CardioLink Salute • Contenuti informativi per pazienti
Articolo per pazienti Pubblicato: 14/12/2012 Lettura: ~2 min

Studio FREEDOM: migliori risultati per i diabetici con malattia coronarica multivasale

Fonte
Studio FREEDOM presentato all'American Heart Association 2012 e pubblicato sul New England Journal of Medicine; studio UMPIRE presentato all'AHA 2012.

Aggiornato il 06/02/2026

Informazioni rapide
Contenuti derivati da testi redatti da Medici specialisti in ambito cardiovascolare, adattati usando un linguaggio semplice per aiutarti a capire meglio la tua salute
Categoria: 1092 Sezione: 2

Introduzione

Lo studio FREEDOM ha confrontato due tipi di trattamenti per i pazienti con diabete e problemi importanti alle arterie del cuore. I risultati mostrano che la chirurgia di bypass può offrire benefici maggiori rispetto all'uso di stent, aiutando a ridurre il rischio di eventi gravi come infarto e morte. Inoltre, una terapia combinata in una singola pillola migliora l'assunzione dei farmaci e il controllo della pressione e del colesterolo.

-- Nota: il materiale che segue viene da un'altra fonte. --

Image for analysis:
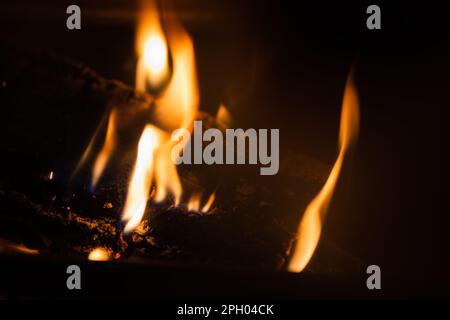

Che cos'è lo studio FREEDOM

Lo studio FREEDOM ha coinvolto circa 1.900 pazienti con diabete e malattia coronarica che interessa più arterie del cuore. Questi pazienti sono stati trattati con due diverse strategie:

  • Bypass aortocoronarico, una chirurgia che crea nuovi percorsi per il sangue intorno alle arterie bloccate.
  • Interventi con stent medicati (piccoli tubi inseriti nelle arterie per mantenerle aperte).

Tutti i pazienti hanno ricevuto anche una terapia con due farmaci antiaggreganti per almeno un anno e sono stati seguiti per circa 4 anni.

Risultati principali

  • I pazienti operati con bypass hanno avuto un rischio significativamente più basso di morte, infarto non fatale e ictus non fatale rispetto a quelli trattati con stent.
  • La mortalità totale e il rischio di infarto erano più bassi nel gruppo chirurgico.
  • Il rischio di ictus è stato invece leggermente più alto nel gruppo con bypass, soprattutto nei primi 30 giorni dopo l'intervento.
  • Non è stata trovata differenza significativa tra i trattamenti in base alla gravità della malattia coronarica.

Analisi dei costi e benefici

Lo studio ha anche valutato il rapporto tra costi e benefici dei due trattamenti. Il bypass ha un costo iniziale più alto, ma nel lungo termine migliora la qualità della vita e riduce eventi gravi, risultando conveniente rispetto al trattamento con stent.

La polipillola e l'aderenza alla terapia

Un altro importante studio presentato, l'UMPIRE Trial, ha mostrato che l'uso di una polipillola che unisce aspirina, statina e due farmaci per la pressione arteriosa migliora l'assunzione dei farmaci da parte dei pazienti. Questo porta a un migliore controllo del colesterolo e della pressione, fattori chiave per prevenire eventi cardiovascolari.

In conclusione

Per i pazienti con diabete e malattia coronarica che coinvolge più arterie, la chirurgia di bypass offre vantaggi significativi rispetto all'uso di stent, riducendo il rischio di morte e infarto. Inoltre, la combinazione di farmaci in una singola pillola aiuta i pazienti a seguire meglio la terapia, migliorando il controllo dei fattori di rischio cardiovascolare.